I need to SLAP ON some paint next door, but it looks like rain later today. Oh well...

HG, that would be "Jesus Christ, Superstar." That was the very first musical I ever saw on Broadway, and still remember how awestruck I was at the production. Great song!

C6D6 Peg said...

Cute theme, and smooth solve. WBS, I hadn't heard of APPLESAUCE or MOONSHINE in this context.

Thanks, Argyle. Liked your Colonel Potter link!

Lucina said...

Good day, all! No rubbish from you, Argyle. Thank you.

WEES about MOONSHINE and APPLESAUCE. It surprised me to see them as synonyms for the theme. All the others are familiar.

This started inauspiciously with the specific, MARCH but then MONTH emerged as the likely correct fill. All else was straight forward including ALSACE (fourth grade geography)ADLER (Psych 101) and DION. I love the music if not the words.

SAYER did seem weak but as YR said, it is more of a suffix, as in soothSAYER. Thought of Dorothy SAYER who wrote some mysteries aired on PBS.

ORLOP startled me, too. WOS, What Owen said about it.

Have a delightful Tuesday, everyone!

Irish Miss said...

Good Morning:

Another Gareth gem with a fun theme and clever cluing. Only write-over was March/Month. Hand up for never hearing of moonshine for rubbish.

Thanks, Gareth, and thanks, Argyle, for the informative review.

Lots of sunshine but a tad humid. I think rain may be in the picture later on today or tomorrow.

Now that the TV re-run season is in full swing, I have re-joined Netflix so I can catch up on all the good movies I missed. Quartet (Maggie Smith) is #1 on my list, followed by Philomena, Saving Mr. Banks, The Butler, The Dallas Buyer's Club, etc. I'm not sure whether I want to see Gravity. Any advice from those who have seen it?

Have a great day.

TTP said...

Good morning all. Finished very early this morning, but had to jump on some issues at work. That fire drill is now over.

I never knew of MOONSHINE, TWADDLE and APPLE SAUCE as synonyms of Rubbish, but they didn't stop me from getting the melodic TADA. What Spitzboov said, depending of course on the setting.

Mies van der ROHE ? No problem. One of his buildings was my business address for years. Speaking of which, today is my 33rd anniversary with the company. So much for retiring at 30.

SLAP ON ? TWADDLE is not in my vernacular, so I could have easily entered SLoP ON and TWoDDLE, but SLATHER is the word that frequently comes to mind in the context of liberally applied, so I never considered SLoP.

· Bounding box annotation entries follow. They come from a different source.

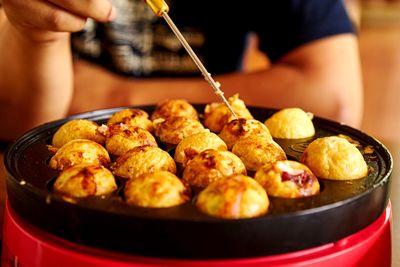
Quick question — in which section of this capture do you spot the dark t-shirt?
[72,0,354,77]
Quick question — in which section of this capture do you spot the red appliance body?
[2,203,391,267]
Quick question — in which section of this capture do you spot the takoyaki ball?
[49,139,110,170]
[219,119,272,149]
[151,99,199,120]
[232,136,287,171]
[204,94,253,133]
[196,175,269,219]
[52,119,105,148]
[301,136,368,180]
[182,149,247,187]
[107,109,153,132]
[54,164,117,198]
[174,131,228,166]
[254,160,320,198]
[102,123,158,156]
[124,171,191,208]
[265,108,315,139]
[111,146,176,179]
[154,117,204,145]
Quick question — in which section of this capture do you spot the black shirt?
[72,0,354,77]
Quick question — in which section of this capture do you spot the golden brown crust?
[301,136,368,180]
[204,94,253,133]
[124,171,191,208]
[102,123,158,156]
[154,117,204,145]
[232,136,287,171]
[174,131,228,165]
[49,139,111,170]
[52,119,105,148]
[111,146,176,179]
[219,118,272,149]
[265,108,315,139]
[182,149,246,187]
[54,164,117,198]
[151,99,199,120]
[107,109,153,133]
[254,160,320,198]
[196,175,269,219]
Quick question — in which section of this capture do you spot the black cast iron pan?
[5,105,392,259]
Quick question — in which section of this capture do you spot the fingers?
[48,0,116,22]
[3,0,86,32]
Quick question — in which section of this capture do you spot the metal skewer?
[146,0,238,119]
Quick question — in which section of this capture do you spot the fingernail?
[108,6,117,21]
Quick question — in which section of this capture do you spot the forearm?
[221,34,363,127]
[0,12,73,139]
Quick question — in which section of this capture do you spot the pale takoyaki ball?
[154,117,204,145]
[301,136,368,180]
[196,175,269,219]
[254,160,320,198]
[151,99,199,120]
[52,119,105,148]
[107,109,153,132]
[124,171,191,208]
[49,139,110,170]
[111,146,176,179]
[204,94,253,133]
[265,108,315,139]
[182,149,247,187]
[174,130,228,166]
[54,164,117,198]
[219,119,272,149]
[232,136,287,171]
[106,123,158,156]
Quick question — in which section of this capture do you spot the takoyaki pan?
[5,104,392,259]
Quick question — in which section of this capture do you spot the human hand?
[1,0,116,42]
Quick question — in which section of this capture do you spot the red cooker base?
[2,203,391,267]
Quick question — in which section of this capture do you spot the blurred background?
[344,0,400,145]
[344,0,400,267]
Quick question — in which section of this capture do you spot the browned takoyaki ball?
[204,94,253,133]
[151,99,199,120]
[196,175,269,219]
[107,109,153,132]
[232,136,287,171]
[301,136,368,180]
[54,164,117,198]
[265,108,315,139]
[154,117,204,145]
[49,139,110,170]
[174,131,228,166]
[219,119,272,149]
[111,146,176,179]
[124,171,191,208]
[52,119,105,148]
[103,123,158,156]
[254,160,320,198]
[182,149,246,187]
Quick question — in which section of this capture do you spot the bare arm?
[0,10,72,140]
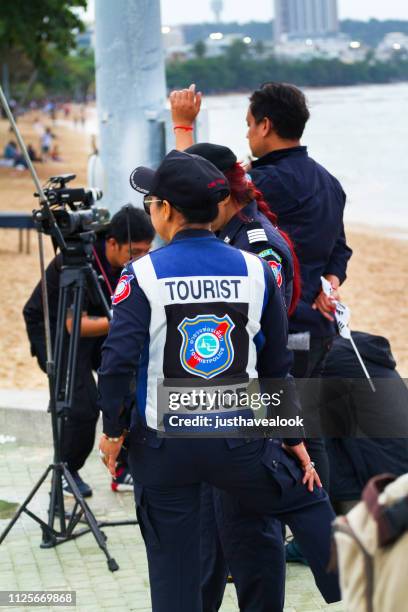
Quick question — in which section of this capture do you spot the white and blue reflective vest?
[99,230,291,436]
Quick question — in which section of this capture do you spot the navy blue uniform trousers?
[129,428,340,612]
[201,338,333,612]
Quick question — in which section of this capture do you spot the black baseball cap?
[185,142,237,172]
[130,150,230,210]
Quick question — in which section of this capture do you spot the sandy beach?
[0,114,408,389]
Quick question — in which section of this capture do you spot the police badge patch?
[177,314,235,380]
[112,274,135,306]
[267,260,282,289]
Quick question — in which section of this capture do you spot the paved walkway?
[0,440,344,612]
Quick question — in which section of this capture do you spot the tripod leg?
[0,465,53,544]
[62,464,119,572]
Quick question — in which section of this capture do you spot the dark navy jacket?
[250,146,352,338]
[218,200,294,308]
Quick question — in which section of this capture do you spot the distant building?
[274,34,368,64]
[274,0,339,43]
[211,0,224,23]
[375,32,408,61]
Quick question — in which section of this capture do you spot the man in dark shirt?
[247,83,352,339]
[23,206,154,497]
[246,82,352,560]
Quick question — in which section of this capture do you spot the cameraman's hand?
[312,274,340,321]
[99,434,125,477]
[169,83,202,125]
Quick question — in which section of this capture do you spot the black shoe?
[62,472,92,497]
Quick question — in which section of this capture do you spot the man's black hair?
[249,82,310,140]
[106,204,154,244]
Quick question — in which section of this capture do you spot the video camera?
[33,174,110,237]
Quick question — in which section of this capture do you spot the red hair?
[224,163,301,316]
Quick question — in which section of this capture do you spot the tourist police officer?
[99,151,340,612]
[185,142,300,612]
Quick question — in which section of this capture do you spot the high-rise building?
[274,0,339,42]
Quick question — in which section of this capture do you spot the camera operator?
[23,205,154,497]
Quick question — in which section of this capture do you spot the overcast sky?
[87,0,408,25]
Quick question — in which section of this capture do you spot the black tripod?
[0,232,137,572]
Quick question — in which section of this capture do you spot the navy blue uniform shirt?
[218,200,294,308]
[99,230,296,444]
[250,146,352,338]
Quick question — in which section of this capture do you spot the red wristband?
[173,125,194,132]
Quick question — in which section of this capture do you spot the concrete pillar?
[95,0,166,212]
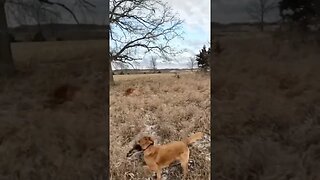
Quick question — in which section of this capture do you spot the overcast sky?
[7,0,279,68]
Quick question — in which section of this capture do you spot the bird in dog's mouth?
[127,144,142,157]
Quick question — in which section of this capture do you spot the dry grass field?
[110,73,210,180]
[212,33,320,180]
[0,40,107,180]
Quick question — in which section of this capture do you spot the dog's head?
[127,136,154,157]
[137,136,154,150]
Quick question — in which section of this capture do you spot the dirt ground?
[0,40,107,180]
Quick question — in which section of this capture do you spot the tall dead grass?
[110,73,210,179]
[0,41,107,180]
[212,34,320,180]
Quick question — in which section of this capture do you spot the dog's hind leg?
[157,169,161,180]
[180,150,189,179]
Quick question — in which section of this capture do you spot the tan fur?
[134,132,203,180]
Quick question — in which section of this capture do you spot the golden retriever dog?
[127,132,203,180]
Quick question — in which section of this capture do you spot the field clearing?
[110,73,210,180]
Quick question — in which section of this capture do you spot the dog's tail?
[182,132,204,145]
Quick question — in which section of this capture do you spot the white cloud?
[167,0,210,34]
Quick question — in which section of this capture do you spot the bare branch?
[109,0,183,64]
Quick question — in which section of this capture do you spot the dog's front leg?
[157,170,161,180]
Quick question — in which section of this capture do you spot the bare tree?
[0,0,95,76]
[188,57,196,71]
[150,56,158,73]
[247,0,277,31]
[109,0,183,82]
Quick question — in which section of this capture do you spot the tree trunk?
[108,57,115,85]
[0,0,15,76]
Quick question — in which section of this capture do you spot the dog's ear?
[148,137,154,143]
[127,144,142,157]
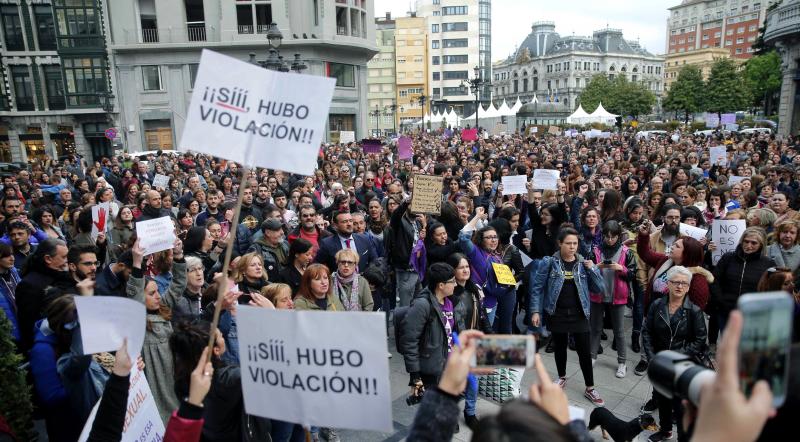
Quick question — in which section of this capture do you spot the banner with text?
[236,305,392,432]
[179,49,336,175]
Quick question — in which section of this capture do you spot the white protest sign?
[75,296,147,361]
[90,202,113,241]
[679,223,708,241]
[236,305,392,432]
[708,146,728,166]
[533,169,560,190]
[728,175,750,186]
[136,216,175,255]
[76,364,166,442]
[179,49,336,175]
[502,175,528,195]
[711,219,747,265]
[153,173,169,189]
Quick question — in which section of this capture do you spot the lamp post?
[461,66,491,129]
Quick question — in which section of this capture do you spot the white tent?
[589,101,619,124]
[567,104,590,124]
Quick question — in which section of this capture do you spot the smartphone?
[470,335,536,367]
[738,292,794,408]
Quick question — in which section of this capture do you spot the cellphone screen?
[739,298,792,406]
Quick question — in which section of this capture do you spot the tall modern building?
[0,0,114,162]
[416,0,492,115]
[492,22,664,112]
[367,12,398,135]
[395,15,430,131]
[667,0,775,59]
[106,0,378,151]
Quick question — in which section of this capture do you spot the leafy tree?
[663,65,705,123]
[744,50,781,115]
[704,58,750,119]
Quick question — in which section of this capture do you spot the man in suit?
[316,212,378,273]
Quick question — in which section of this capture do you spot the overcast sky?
[375,0,680,61]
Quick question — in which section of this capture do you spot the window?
[444,38,469,48]
[236,0,276,34]
[142,66,161,91]
[442,22,467,32]
[444,71,469,80]
[33,5,56,51]
[442,55,469,64]
[11,66,35,111]
[328,62,356,87]
[189,63,200,89]
[61,56,108,107]
[0,5,25,51]
[442,6,467,15]
[42,64,67,110]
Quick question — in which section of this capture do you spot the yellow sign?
[492,262,517,285]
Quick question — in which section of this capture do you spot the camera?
[647,350,717,405]
[406,390,425,407]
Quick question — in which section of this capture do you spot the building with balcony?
[664,48,732,91]
[367,12,399,135]
[416,0,492,116]
[764,0,800,137]
[492,22,664,112]
[666,0,776,60]
[0,0,114,162]
[106,0,378,152]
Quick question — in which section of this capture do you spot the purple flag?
[397,137,414,160]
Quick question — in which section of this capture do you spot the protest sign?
[461,128,478,141]
[153,173,169,189]
[136,216,175,255]
[76,362,166,442]
[504,175,528,195]
[679,223,708,241]
[708,146,728,166]
[75,296,147,361]
[339,130,356,144]
[711,219,747,265]
[397,137,414,160]
[533,169,560,190]
[90,203,112,241]
[411,175,444,215]
[179,49,334,175]
[236,305,392,431]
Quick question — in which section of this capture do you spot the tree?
[744,50,782,116]
[664,65,705,124]
[704,58,750,119]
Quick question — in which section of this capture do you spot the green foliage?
[663,65,705,122]
[704,58,750,114]
[0,309,33,440]
[744,50,781,112]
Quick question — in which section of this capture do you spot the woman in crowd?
[294,264,345,312]
[767,220,800,272]
[642,265,706,442]
[331,249,374,312]
[712,227,775,331]
[530,228,605,407]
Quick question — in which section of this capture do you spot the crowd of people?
[0,125,800,441]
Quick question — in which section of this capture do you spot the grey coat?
[126,261,186,425]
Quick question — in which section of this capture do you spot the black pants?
[553,332,594,387]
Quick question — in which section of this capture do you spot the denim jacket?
[528,251,603,318]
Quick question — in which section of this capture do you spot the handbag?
[478,367,525,404]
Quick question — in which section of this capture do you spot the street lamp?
[461,66,491,129]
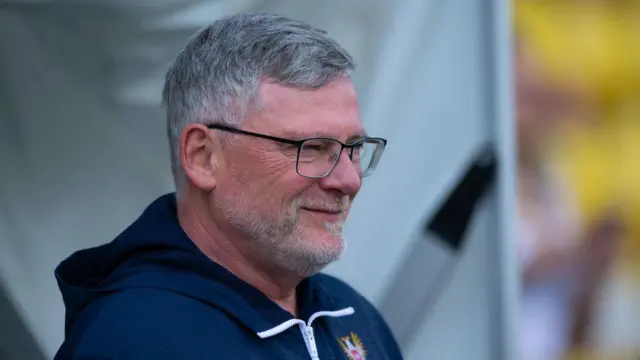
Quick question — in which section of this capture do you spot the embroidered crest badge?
[338,332,367,360]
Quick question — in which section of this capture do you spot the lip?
[302,207,344,222]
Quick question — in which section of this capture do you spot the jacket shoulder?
[60,288,242,360]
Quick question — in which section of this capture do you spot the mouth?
[301,207,345,222]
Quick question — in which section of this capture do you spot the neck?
[177,194,302,316]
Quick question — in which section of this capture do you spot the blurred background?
[0,0,640,360]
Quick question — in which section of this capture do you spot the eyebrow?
[283,130,368,143]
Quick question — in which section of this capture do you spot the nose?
[320,151,362,197]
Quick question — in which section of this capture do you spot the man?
[56,15,402,360]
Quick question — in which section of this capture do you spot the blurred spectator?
[515,0,640,359]
[516,39,612,360]
[515,0,640,360]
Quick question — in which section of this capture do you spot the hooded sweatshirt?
[54,194,402,360]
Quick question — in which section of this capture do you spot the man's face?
[214,78,364,276]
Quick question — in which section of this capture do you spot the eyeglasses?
[207,124,387,179]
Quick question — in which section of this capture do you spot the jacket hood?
[55,193,348,333]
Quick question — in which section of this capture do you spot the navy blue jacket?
[55,194,402,360]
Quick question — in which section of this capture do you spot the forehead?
[246,77,364,140]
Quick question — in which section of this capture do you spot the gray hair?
[162,14,355,190]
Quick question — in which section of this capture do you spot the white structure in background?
[0,0,517,360]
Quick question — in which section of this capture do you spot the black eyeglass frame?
[207,124,387,179]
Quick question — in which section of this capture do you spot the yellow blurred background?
[514,0,640,360]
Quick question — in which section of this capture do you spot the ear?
[180,124,220,191]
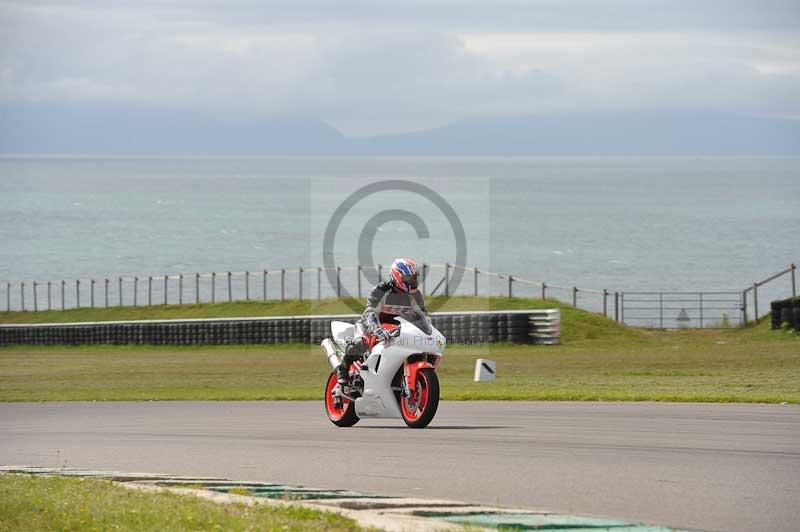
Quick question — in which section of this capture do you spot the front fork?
[400,360,433,403]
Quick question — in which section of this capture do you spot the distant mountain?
[0,106,800,155]
[348,111,800,155]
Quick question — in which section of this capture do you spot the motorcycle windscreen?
[400,308,433,334]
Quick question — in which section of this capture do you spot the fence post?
[742,290,747,325]
[297,266,303,301]
[444,262,450,297]
[700,292,708,329]
[753,283,758,323]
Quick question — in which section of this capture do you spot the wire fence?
[0,263,797,328]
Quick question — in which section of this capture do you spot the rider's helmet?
[390,259,419,294]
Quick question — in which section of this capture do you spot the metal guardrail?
[0,262,797,327]
[620,292,744,329]
[0,309,561,346]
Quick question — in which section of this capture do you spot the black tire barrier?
[770,297,800,329]
[0,310,561,345]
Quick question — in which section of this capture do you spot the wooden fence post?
[444,262,450,297]
[297,266,303,301]
[753,283,758,323]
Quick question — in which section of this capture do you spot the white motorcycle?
[322,308,445,428]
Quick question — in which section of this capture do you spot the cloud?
[0,0,800,135]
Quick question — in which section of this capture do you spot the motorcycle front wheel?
[325,371,359,427]
[400,368,439,429]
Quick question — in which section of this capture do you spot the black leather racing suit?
[337,281,427,382]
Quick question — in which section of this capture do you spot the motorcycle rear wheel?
[400,368,439,429]
[324,371,359,427]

I think grammar stickler has a different connotation than grammar snob. They'll often convey the same concerns with entirely different attitudes.

Thank you Gareth and thank you Argyle. Yes, I forgot to SLAP ON the sunscreen yesterday. OUCH!

HG, I played the Sayer video. Hadn't heard that song in years. I never knew that was only one person singing.

Back to work. See y'all later.

Tinbeni said...

At Villa Incognito, the MOONSHINE (in the Mason Jar) IS NOT Rubbish.
190+ proof ... pure Tennessean!

Enjoyed the Gimlet & Martini garnish of LIME & OLIVE.

Just what the blog's SOT likes to see in his grid.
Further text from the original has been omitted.